De dierenziel
Hoe deze door geesten wordt
beïnvloed
ontvangen door Jakob Lorber op 13-03-1847.
Aarde 49
In dit hoofdstuk wordt de ontwikkeling van de dierenziel en de rol van
geesten bij de totstandkoming van dieren beschreven. De auteur legt uit dat elk
dier al een min of meer gevormde ziel bezit, die door een
"zenuwgeest" wordt omgeven en beïnvloed, wat het onderscheidt van
planten en mineralen. Terwijl de ziel in planten en mineralen nog sterk met
materie verweven is, is deze in dieren al vrijer en intelligenter.

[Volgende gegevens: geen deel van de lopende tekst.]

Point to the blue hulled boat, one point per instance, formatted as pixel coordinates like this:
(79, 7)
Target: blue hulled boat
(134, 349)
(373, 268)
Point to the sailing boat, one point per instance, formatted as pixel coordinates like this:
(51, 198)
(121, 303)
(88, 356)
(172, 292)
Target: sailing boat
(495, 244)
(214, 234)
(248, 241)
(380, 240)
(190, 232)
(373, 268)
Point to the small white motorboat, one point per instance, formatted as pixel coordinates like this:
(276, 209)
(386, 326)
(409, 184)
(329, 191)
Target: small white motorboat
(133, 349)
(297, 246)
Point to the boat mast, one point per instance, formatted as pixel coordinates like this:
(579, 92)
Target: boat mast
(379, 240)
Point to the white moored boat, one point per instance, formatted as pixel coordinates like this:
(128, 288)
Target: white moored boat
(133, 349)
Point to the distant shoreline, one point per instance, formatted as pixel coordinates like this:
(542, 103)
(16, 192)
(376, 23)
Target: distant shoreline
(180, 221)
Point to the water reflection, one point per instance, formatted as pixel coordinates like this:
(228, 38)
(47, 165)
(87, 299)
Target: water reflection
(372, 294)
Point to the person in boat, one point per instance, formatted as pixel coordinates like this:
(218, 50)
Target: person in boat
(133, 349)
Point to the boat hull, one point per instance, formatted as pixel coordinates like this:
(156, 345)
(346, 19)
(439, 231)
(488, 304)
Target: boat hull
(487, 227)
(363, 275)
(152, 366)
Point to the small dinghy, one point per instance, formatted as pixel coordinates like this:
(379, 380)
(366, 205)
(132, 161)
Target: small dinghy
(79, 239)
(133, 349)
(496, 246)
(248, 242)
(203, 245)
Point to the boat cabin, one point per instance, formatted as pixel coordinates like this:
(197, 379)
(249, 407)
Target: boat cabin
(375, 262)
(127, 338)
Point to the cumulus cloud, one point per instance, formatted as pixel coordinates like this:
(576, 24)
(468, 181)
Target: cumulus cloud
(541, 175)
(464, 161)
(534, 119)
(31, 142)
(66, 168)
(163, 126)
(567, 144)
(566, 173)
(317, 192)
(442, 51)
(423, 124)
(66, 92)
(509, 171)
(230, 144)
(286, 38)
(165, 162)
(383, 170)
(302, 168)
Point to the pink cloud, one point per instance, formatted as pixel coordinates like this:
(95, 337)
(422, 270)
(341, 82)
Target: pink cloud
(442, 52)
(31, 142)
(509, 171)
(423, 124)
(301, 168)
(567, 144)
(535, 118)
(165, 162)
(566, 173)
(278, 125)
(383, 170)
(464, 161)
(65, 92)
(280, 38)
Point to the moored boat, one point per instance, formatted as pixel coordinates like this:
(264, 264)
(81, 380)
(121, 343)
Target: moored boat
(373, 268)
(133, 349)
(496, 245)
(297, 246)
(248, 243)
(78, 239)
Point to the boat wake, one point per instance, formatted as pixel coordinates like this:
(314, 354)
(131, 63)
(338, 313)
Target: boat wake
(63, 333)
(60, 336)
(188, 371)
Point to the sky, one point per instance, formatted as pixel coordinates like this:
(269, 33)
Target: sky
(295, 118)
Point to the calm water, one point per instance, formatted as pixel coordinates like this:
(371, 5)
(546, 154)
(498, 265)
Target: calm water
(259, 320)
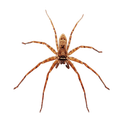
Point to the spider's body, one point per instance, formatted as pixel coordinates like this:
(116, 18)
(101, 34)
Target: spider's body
(62, 56)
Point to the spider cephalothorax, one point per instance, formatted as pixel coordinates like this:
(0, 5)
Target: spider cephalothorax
(62, 56)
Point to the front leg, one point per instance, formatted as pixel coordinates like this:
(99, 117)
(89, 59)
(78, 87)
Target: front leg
(91, 47)
(31, 70)
(39, 42)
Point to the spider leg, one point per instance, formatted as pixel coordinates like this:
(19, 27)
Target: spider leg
(84, 46)
(74, 27)
(31, 70)
(38, 42)
(50, 20)
(46, 81)
(81, 83)
(90, 68)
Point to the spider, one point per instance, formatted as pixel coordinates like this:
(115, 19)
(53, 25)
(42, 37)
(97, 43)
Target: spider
(62, 55)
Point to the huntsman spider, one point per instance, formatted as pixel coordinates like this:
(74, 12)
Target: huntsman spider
(62, 55)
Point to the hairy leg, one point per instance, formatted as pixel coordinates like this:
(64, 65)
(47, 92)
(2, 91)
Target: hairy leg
(81, 83)
(90, 68)
(54, 30)
(39, 42)
(91, 47)
(46, 81)
(74, 27)
(33, 68)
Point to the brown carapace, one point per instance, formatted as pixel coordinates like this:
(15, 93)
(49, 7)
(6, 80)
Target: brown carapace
(62, 56)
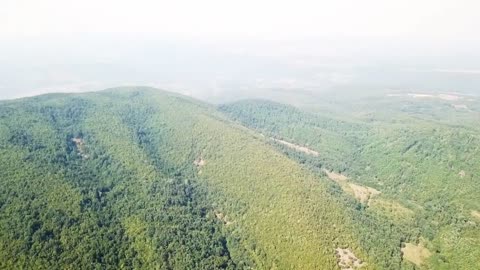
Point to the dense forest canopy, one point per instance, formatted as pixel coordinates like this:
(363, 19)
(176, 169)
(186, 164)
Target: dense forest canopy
(138, 178)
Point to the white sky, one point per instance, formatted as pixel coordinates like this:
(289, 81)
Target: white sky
(446, 19)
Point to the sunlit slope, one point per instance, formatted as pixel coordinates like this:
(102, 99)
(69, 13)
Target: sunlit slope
(426, 171)
(283, 216)
(139, 178)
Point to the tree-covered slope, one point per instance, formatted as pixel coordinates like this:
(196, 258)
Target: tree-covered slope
(137, 178)
(422, 160)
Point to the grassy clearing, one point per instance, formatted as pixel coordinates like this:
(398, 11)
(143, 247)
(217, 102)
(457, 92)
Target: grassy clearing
(415, 254)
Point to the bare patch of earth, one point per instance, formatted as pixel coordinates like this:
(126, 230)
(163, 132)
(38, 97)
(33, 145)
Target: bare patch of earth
(361, 193)
(297, 147)
(391, 208)
(223, 218)
(80, 144)
(347, 260)
(415, 254)
(199, 162)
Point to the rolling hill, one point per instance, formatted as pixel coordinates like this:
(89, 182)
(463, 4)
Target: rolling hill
(139, 178)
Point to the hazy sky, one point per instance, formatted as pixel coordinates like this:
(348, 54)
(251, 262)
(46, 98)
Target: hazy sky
(246, 18)
(209, 47)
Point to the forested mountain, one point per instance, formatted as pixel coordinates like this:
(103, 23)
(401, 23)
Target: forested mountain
(138, 178)
(414, 159)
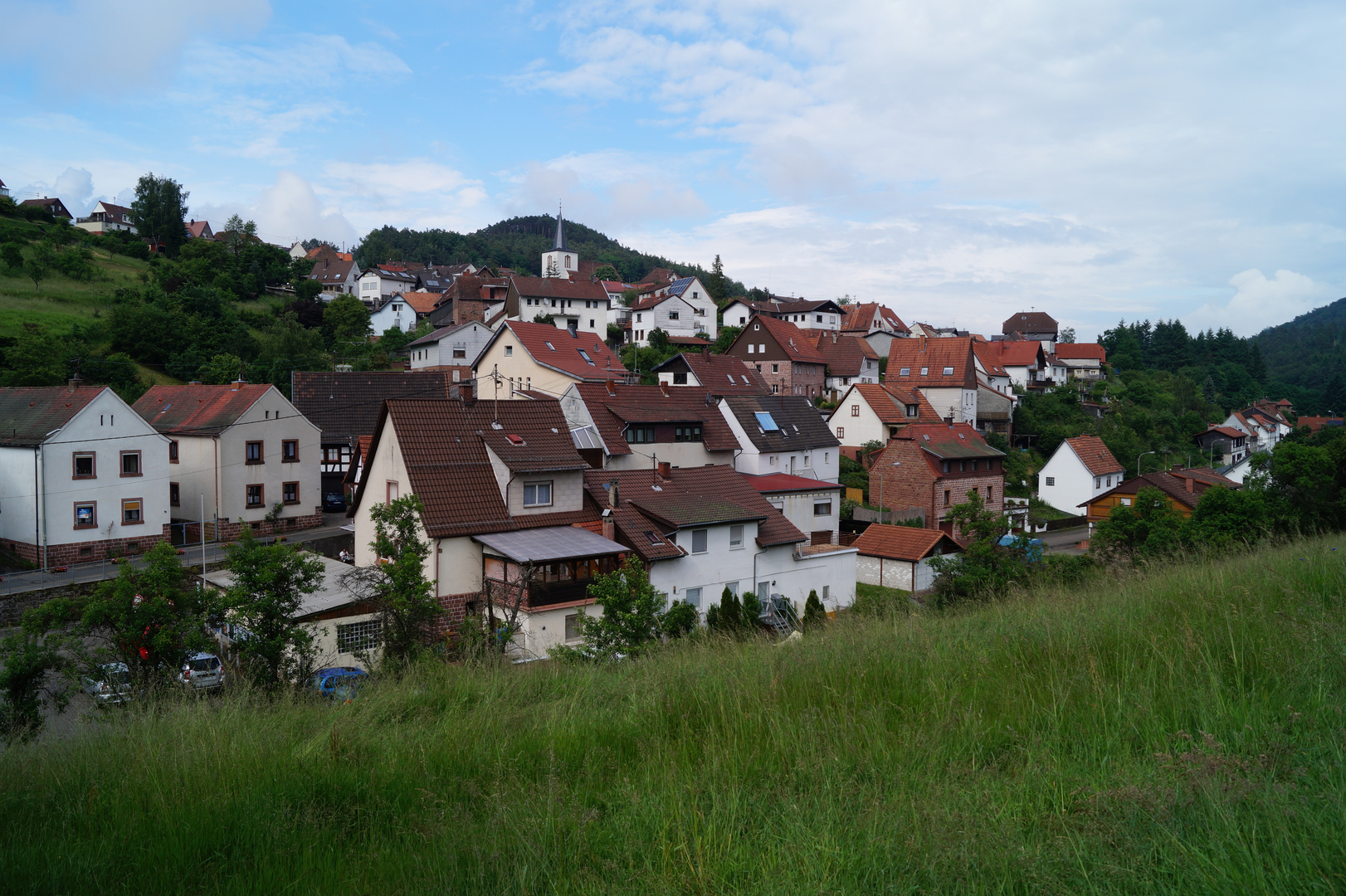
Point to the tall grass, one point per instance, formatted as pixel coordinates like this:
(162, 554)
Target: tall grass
(1177, 732)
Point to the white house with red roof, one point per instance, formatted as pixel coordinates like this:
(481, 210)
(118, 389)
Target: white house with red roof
(1079, 471)
(82, 476)
(240, 454)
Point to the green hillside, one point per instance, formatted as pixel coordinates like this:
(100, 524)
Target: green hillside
(1177, 731)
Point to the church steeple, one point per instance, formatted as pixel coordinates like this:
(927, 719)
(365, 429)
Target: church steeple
(560, 231)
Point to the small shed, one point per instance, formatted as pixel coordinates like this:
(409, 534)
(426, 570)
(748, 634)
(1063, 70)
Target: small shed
(900, 556)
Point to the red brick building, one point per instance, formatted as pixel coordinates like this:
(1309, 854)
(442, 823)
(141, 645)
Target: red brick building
(785, 355)
(933, 469)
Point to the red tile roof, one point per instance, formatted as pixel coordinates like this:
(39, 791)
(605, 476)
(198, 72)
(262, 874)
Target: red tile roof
(28, 413)
(1081, 352)
(793, 341)
(1095, 455)
(651, 405)
(198, 409)
(902, 543)
(558, 350)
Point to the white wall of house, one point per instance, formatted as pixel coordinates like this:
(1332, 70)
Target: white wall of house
(459, 348)
(106, 428)
(1065, 483)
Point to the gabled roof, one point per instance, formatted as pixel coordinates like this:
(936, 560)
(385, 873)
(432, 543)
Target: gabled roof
(720, 374)
(560, 350)
(1081, 352)
(798, 426)
(783, 483)
(1093, 454)
(934, 355)
(890, 402)
(558, 288)
(198, 409)
(846, 354)
(612, 409)
(688, 497)
(445, 451)
(30, 413)
(1030, 322)
(346, 405)
(904, 543)
(794, 342)
(948, 441)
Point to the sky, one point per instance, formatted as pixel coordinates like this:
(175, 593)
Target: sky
(958, 162)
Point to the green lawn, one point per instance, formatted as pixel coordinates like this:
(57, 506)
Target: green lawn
(1171, 732)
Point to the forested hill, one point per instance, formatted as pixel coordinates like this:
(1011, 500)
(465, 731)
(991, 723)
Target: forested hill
(1309, 350)
(519, 244)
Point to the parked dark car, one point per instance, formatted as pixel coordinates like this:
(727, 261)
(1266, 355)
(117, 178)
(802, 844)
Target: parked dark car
(339, 682)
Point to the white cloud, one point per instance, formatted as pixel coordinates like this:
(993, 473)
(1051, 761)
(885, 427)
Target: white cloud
(1261, 302)
(119, 47)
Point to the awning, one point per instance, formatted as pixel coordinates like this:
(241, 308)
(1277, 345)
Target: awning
(551, 543)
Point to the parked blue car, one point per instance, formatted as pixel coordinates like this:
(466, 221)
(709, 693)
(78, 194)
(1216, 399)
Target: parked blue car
(1031, 547)
(339, 682)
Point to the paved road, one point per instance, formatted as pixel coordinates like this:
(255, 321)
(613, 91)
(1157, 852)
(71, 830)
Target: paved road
(19, 582)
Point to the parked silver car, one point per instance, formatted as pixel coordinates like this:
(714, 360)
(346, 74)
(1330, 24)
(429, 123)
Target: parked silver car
(110, 684)
(202, 672)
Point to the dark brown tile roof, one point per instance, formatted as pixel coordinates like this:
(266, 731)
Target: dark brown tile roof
(560, 350)
(346, 405)
(1030, 322)
(800, 424)
(445, 450)
(614, 409)
(28, 413)
(198, 409)
(1095, 455)
(902, 543)
(846, 354)
(688, 497)
(722, 374)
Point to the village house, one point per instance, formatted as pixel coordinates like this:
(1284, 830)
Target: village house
(571, 304)
(875, 413)
(720, 374)
(532, 355)
(1080, 470)
(783, 354)
(812, 506)
(805, 314)
(105, 218)
(51, 206)
(945, 372)
(345, 407)
(240, 452)
(502, 490)
(900, 556)
(1183, 489)
(850, 361)
(618, 426)
(1034, 326)
(456, 346)
(705, 529)
(876, 324)
(781, 433)
(932, 469)
(82, 476)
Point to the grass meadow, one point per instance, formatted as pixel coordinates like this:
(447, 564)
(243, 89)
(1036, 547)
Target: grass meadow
(1177, 731)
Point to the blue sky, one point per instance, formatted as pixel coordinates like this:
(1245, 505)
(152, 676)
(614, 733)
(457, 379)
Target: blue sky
(954, 160)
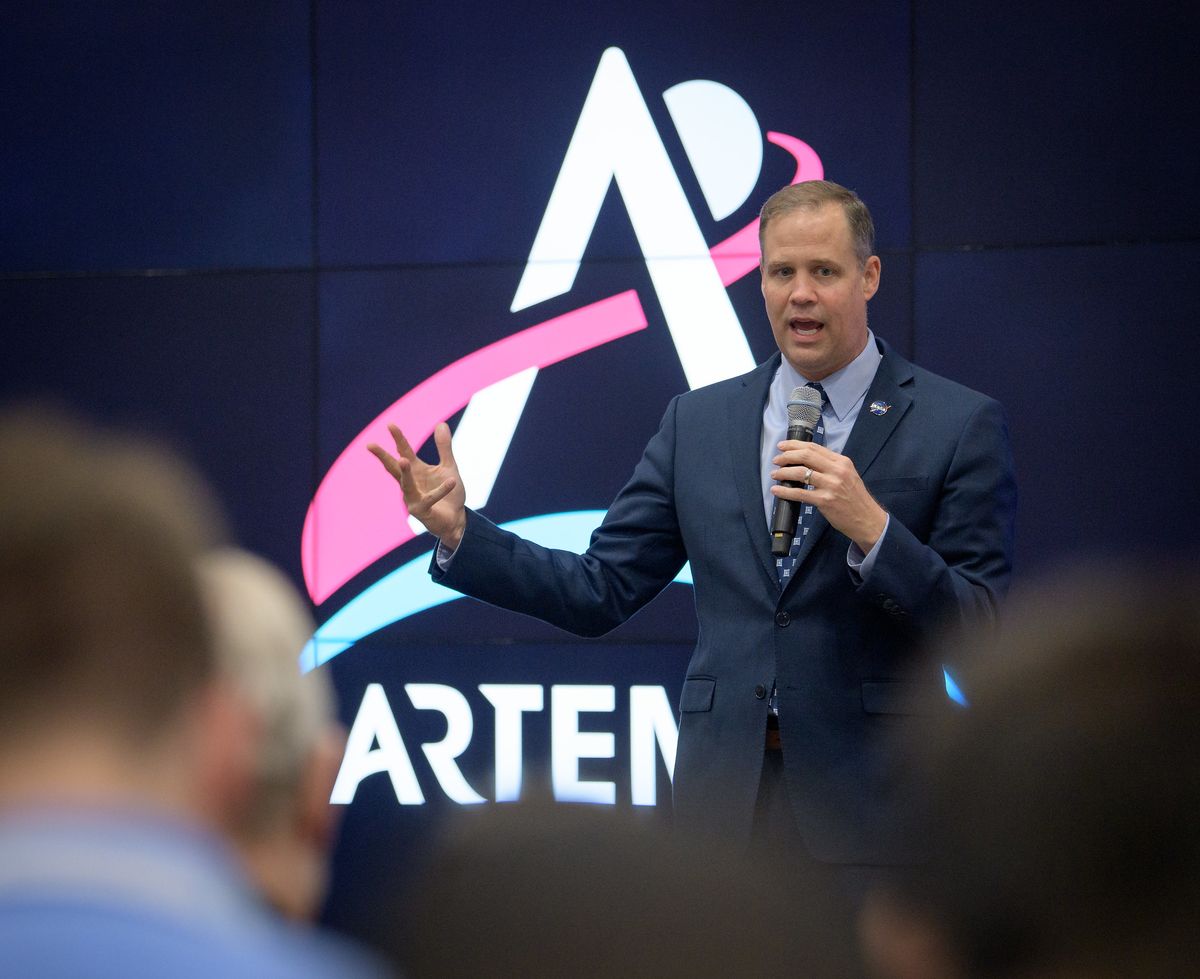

De geesten spelen een cruciale rol tijdens de voortplanting: zij dringen de
dierenzielen in de voortplantingsorganen en zorgen ervoor dat ze zich in het
lichaam van het moederdier vormen. De ziel werkt samen met de geesten en vormt
het lichaam van het dier, waarbij de etherische intelligenties volgens wetten
van assimilatie zich ordenen.
Zodra het lichaam van het dier compleet is ontwikkeld, begint het te leven,
en de ziel helpt het lichaam verder te voeden en ontwikkelen. Het proces van
ontwikkeling omvat de vorming van organen, het functioneren van het hart, en
het verteringssystemen, wat leidt tot de geboorte. Na de geboorte moet het dier
nog enige tijd afhankelijk zijn van ouderlijke voeding.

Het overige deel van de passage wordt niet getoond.